Moderate versus major
After careful evaluation, Vice Chair Waldichuk concluded that the events leading to the worker’s 2018 claim should be categorized as moderate severity rather than major severity.
As a result, the WCAT granted the employer’s appeal and increased the relief of costs to 75 percent, effective from the ten-week point of temporary disability.
The decision is based on section 240(1)(d) of the Workers Compensation Act and policy item #114.40 of the Rehabilitation Services and Claims Manual, Volume II. The WCAT’s jurisdiction, as outlined in the Act, allows them to consider all questions of fact and law in an appeal, applying the applicable policy set by the Board’s board of directors.
The ruling demonstrates the complexity of evaluating the severity of events in mental disorder claims. The WCAT emphasized that determining the severity of mental health-related incidents can be challenging compared to physical injuries.
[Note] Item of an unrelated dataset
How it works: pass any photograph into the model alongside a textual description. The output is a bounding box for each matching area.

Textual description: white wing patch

However, based on the evidence and the available information, Vice Chair Waldichuk determined that the events in this case were more appropriately categorized as moderate severity.
The decision will provide significant relief to the employer, who will now be responsible for 75 percent of the costs associated with the worker’s temporary disability under the 2018 claim. The ruling also highlights the importance of considering both the pre-existing condition of the worker and the severity of the events when evaluating cost relief in such cases.
It is worth noting that no request for reimbursement of appeal expenses was made, and therefore no order was given in that regard.